Space agencies in Europe and Russia have sadly announced that their next mission to the surface of Mars with a rover will be delayed by two years, from 2018 to 2020. The rover is to be part of a two-pronged ExoMars mission by the European Space Agency and Roscosmos. The first stage has already been successfully launched into space. That mission is actually made up of two robotic probes — the Trace Gas Orbiter (TGO) and the Schiaparelli entry, descent and landing demonstrator. The second launch, however, is destined to put a full-size rover on the surface of the Red Planet, capable of drilling 2m down into the Martian crust.

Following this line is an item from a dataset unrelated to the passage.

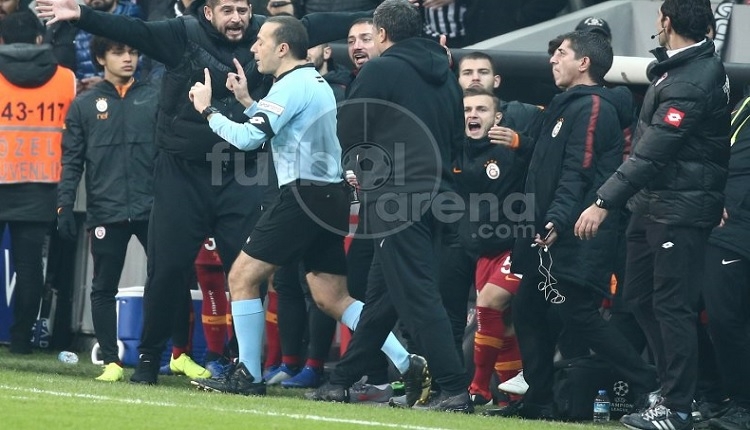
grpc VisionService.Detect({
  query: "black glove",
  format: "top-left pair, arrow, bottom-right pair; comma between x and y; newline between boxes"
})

The BBC reports, however, that both Russian and European engineers have struggled to keep to the project's schedule. Sadly, missing the 2018 launch date requires waiting for the next instance of favourable planetary alignment, which means waiting for 26 months.
Rolf de Groot, head of ESA's Robotic Exploration Coordination Office, explained to the BBC:
What we have been doing lately is seeing if we could shorten the assembly, integration and testing (AIT) phase to something that would be acceptable from a risk point of view, but still make the 2018 launch.
Very recently, we have concluded that this is not possible without adding a large amount of additional risk to an already risky mission. So, we decided the only responsible thing to do was move to the 2020 launch date.
The project has seen many setbacks since its approval in 2005. What started as a modest demonstration mission became a full-blown exploration of Mars, which introduced its own delays. Since, it's struggled for money, too, with both NASA and Roscosmos helping out at various stages of the project.
Hopefully the 2020 launch will go ahead.